The most-desired matchup in men’s college basketball of the past two seasons ultimately proved to be a wire-to-wire act.
Baylor toppled Gonzaga 86-70 on Monday night to earn the first national championship in program history. As a result, Gonzaga’s dreams of becoming the first team since Bob Knight’s Indiana Hoosiers in 1976 to complete an undefeated season with a title fell one game short.
Fans and pundits alike had been clamoring for this showdown for two years — and for good reason. It contrasted Gonzaga’s score-at-will offense with Baylor’s ultra-aggressive defense. It featured a backcourt matchup of likely lottery picks36 and pitted pickleball specialist against pickleball specialist at coach.
Instead, from the opening tip, the Bears’ athletic, relentless attack on both ends of the court put the favored Bulldogs on the ropes. The game felt less like a series of runs and more like a slow-motion knockout. Within the first 10 minutes, Baylor’s win probability had eclipsed 90 percent.
“You don’t get these opportunities often, and we were on a mission to make the most of it,” Baylor coach Scott Drew said after the game.
The Bears didn’t hold in check just any offense. This was Gonzaga, a point-pouring ecosystem that left a vapor trail in its wake all season. The Bulldogs had the highest effective field-goal percentage in the KenPom era,37 was the most accurate 2-point shooting team ever tracked and won 29 of its 31 prior games by double digits. Baylor kept it off rhythm and disjointed for all 40 minutes. Gonzaga turned the ball over at a rate of 14.3 percent during the season but 19.2 percent in the final. All told, Gonzaga was held to a season-low 1 point per possession.
“They just literally busted us out of anything we could possibly do on offense,” coach Mark Few said. “We were kind of playing sideways.”
On the other end of the floor, Baylor entered as the nation’s top 3-point shooting outfit (41.2 percent) and proved it in the opening half, connecting on its first five attempts from beyond the arc. It finished 10-for-23 (43.5 percent), an improvement upon its nation-leading rate.
Baylor’s frontcourt trio of Flo Thamba, Mark Vital and Jonathan Tchamwa Tchatchoua gave Gonzaga fits. The Bears outrebounded the Bulldogs 38-22. It was Gonzaga’s worst defensive rebounding performance of the season by nearly 15 percentage points and the team’s worst single-game defensive rebounding rate since the 2016-17 season.
As was the case all season, Baylor’s superb triumvirate of Davion Mitchell, Jared Butler and MaCio Teague paved the way on both ends. The three combined for 56 points, more than 65 percent of the team’s scoring punch.
“When we came back, we knew what our mission was,” Butler said. “Now it’s like, ‘Whoa, we got the band back together and won.’ Can make a movie out of it.”

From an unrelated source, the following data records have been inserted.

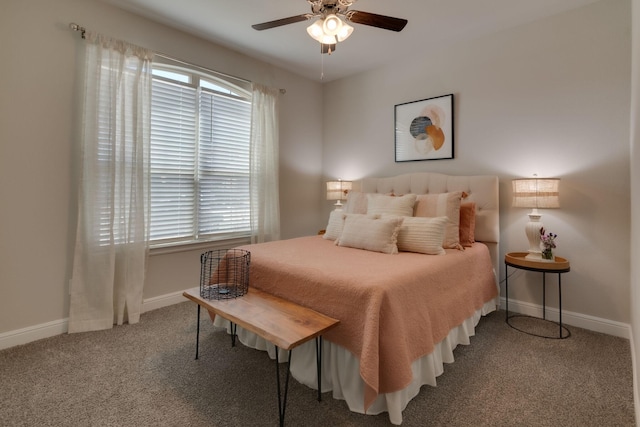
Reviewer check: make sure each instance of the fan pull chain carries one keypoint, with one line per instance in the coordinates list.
(321, 63)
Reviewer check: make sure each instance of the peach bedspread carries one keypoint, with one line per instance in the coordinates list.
(393, 308)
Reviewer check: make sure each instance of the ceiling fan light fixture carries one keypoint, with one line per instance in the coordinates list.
(345, 32)
(315, 30)
(332, 25)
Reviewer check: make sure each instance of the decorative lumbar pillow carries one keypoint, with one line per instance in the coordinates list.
(334, 227)
(443, 204)
(423, 235)
(391, 205)
(356, 203)
(371, 233)
(467, 223)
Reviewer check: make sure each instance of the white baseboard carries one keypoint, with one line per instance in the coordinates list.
(596, 324)
(58, 327)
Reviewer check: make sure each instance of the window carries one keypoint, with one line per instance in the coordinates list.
(200, 133)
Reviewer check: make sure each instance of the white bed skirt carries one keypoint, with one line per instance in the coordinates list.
(341, 369)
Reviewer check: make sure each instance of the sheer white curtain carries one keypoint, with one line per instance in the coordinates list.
(265, 199)
(113, 203)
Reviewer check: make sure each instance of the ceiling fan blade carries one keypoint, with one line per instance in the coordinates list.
(374, 20)
(280, 22)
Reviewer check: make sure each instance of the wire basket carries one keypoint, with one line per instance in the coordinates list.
(224, 273)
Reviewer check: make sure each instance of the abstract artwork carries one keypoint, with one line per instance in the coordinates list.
(424, 129)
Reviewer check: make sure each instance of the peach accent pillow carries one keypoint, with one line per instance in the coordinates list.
(467, 223)
(443, 204)
(369, 233)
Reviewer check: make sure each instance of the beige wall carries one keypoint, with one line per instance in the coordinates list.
(38, 149)
(550, 97)
(635, 200)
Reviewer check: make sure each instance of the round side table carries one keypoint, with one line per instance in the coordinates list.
(558, 265)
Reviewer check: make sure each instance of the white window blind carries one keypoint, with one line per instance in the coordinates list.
(199, 163)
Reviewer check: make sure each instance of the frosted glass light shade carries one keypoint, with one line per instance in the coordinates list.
(329, 30)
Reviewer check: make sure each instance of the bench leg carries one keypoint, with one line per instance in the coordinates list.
(319, 365)
(198, 332)
(233, 334)
(282, 402)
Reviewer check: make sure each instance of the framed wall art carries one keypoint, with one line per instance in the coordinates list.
(424, 129)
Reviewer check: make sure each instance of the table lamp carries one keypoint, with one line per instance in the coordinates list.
(338, 190)
(535, 193)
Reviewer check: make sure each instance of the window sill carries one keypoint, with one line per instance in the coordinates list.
(168, 248)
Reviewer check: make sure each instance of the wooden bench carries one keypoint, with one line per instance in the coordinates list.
(281, 322)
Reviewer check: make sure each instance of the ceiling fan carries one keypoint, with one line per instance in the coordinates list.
(331, 27)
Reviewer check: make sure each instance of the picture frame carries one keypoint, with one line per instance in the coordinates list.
(424, 129)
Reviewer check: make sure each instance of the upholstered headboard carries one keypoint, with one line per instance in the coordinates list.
(481, 189)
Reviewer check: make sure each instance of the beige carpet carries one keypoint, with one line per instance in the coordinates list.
(146, 375)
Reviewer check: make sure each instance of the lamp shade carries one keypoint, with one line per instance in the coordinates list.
(536, 193)
(338, 190)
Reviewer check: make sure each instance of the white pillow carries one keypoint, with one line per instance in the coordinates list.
(391, 205)
(334, 227)
(422, 235)
(372, 234)
(443, 204)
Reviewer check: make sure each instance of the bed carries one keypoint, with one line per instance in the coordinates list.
(403, 307)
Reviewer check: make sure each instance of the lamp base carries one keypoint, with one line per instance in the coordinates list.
(532, 230)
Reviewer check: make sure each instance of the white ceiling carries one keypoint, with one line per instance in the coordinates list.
(433, 24)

This Gonzaga team will be looked back on as one of the most stacked rosters ever. Its starting lineup included three All-Americans who will likely be on NBA rosters soon — Jalen Suggs, Drew Timme and Corey Kispert, two of whom are likely to be selected in the lottery.38 Gonzaga had another potential NBA draft pick in Joel Ayayi and a five-star transfer, Andrew Nembhard. On the bench, Mark Few had the Nos. 2 and 4 international recruits from the class of 2019, two top-60 recruits and a top-80 recruit.
So much of this season was unadulterated tumult. It felt somehow comforting that the tournament would conclude with the matchup desired by so many. Gonzaga and Baylor were undoubtedly the two best teams in the country, something that was apparent from the season’s outset. They entered the title game a combined 115-8 since the start of 2019-20, and in all but two of the 17 installments of AP polls this season, they ranked first and second.
The only surprise, in the end, was that the undefeated and favored proved hopelessly outmatched. Gonzaga was battle-tested by the time it reached Indy, but it ran into a buzzsaw in Baylor, which had withstood a three-week, COVID-19-induced hiatus but peaked at the perfect time.
“I think it was harder to win this year than ever before,” Butler said. “Because of everything we had to sacrifice with our lives for playing basketball, no social life, no fans at games sometimes. It’s really cool to be able to say we did this in the midst of adversity, tribulations, and we were able to bring it home for Baylor.”